A deserção está privando o exército ucraniano de mão de obra desesperadamente necessária e prejudicando seus planos de batalha em um momento crucial de sua guerra com a Rússia, o que pode colocar Kiev em clara desvantagem em futuras negociações de cessar-fogo.
Por Samya Kullab e Volodymyr Yurchuk | Associated Press
KYIV, Ucrânia - Enfrentando todas as escassezes imagináveis, dezenas de milhares de soldados ucranianos, cansados e desamparados, se afastaram das posições de combate e da linha de frente para cair no anonimato, de acordo com soldados, advogados e autoridades ucranianas. Unidades inteiras abandonaram seus postos, deixando as linhas defensivas vulneráveis e acelerando as perdas territoriais, de acordo com comandantes militares e soldados.

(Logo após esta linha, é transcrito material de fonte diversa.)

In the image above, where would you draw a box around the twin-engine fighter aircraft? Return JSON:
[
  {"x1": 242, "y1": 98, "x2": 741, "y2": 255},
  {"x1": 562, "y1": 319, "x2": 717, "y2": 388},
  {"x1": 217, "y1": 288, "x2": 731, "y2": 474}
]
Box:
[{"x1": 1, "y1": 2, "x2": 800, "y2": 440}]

Alguns tiram licença médica e nunca mais voltam, assombrados pelos traumas da guerra e desmoralizados por perspectivas sombrias de vitória. Outros entram em conflito com os comandantes e se recusam a cumprir ordens, às vezes no meio de tiroteios.
"Este problema é crítico", disse Oleksandr Kovalenko, analista militar baseado em Kiev. "Este é o terceiro ano de guerra, e esse problema só vai crescer."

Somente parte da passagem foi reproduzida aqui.